As long as the mechanism's there, additional whatevered-by lines provide
an easy "who do I cc if I bisect a bug to this patch and want answers".
It also provides an email address for the original author if they
weren't using git.

Getting your thingied-by: on there can also be a way of saying "I use
this darn feature and want to see the patch go in already, sheesh" but
the politics are actually more complicated than that. (The big questions
Linus wants an answer to are "is doing this a good idea in the first
place", "is this the best way to do it", and "will this thing be
_maintained_ if an unrelated change breaks it five years from now".
Interest from unrelated third parties doesn't necessarily answer any of
those questions.)

>> +If you receive patches privately during development you may want to
>> +ask for these patches to be re-posted publicly or you can also decide
>> +to merge the patches as part of a separate historical git tree that
>> +will remain online for historical archiving.
> 
> I don't think it's a good idea to require a historical git archive for
> (private) patches.

I think it's actively detrimental to try to require that.

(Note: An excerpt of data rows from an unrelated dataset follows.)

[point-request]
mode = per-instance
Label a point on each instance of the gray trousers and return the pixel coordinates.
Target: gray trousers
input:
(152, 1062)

For a patch that was developed privately in-house at at some large
corporation and had to go through the legal clearance dance of "Let's
pretend that Qualcomm Innovation Center is a different entity than
Qualcomm, and while you're at it let's pretend the Code Aurora
Foundation is more than a partnership between Qualcomm and Qualcomm with
Intel's name stamped on it to act as a condom over our sock puppet to
keep the Icky GPL from affecting our patent licensing revenue"...

And you then ask for the full development history of that patch? Not
likely. Sometimes the only way the poor engineers can get serious
external review of that sort of stuff before submitting a frozen copy to
a legal gauntlet is to hire a consultant and have them review it under NDA.

It's useful to encourage people to release early/often when they can, so
we can critque their design before they've put a lot of effort into
going down the wrong path (ala OpenVZ spending a dozen years getting
containers to work right in a persistent out-of-tree fork and then
having Linus veto the buckets-of-new-syscalls API so they had to chip
each bit off and port it to a new API to get containers upstream). That
winds up saving people real work in the long run.

But implying "submitting working code and giving us your word can be
used under GPLv2" is not enough? Not so much.

> If I send a patch privately and it contains an SOB:
> line, then the maintainer should be able to apply the patch and
> use the SOB: from the patch (IMO).  Are you addressing some concern
> about fraudulent emails/patches?
> 
>> +
>>  Special note to back-porters: It seems to be a common and useful practise
>>  to insert an indication of the origin of a patch at the top of the commit
>>  message (just after the subject line) to facilitate tracking. For instance,

The purpose of signed-off-by is to let people figure out where code came
from and why. If you don't do that the reviewers will ding you.

I'd rather communicate that than the rest of this message combined.

Rob
-- 
GNU/Linux isn't: Linux=GPLv2, GNU=GPLv3+, they can't share code.
Either it's "mere aggregation", or a license violation.  Pick one.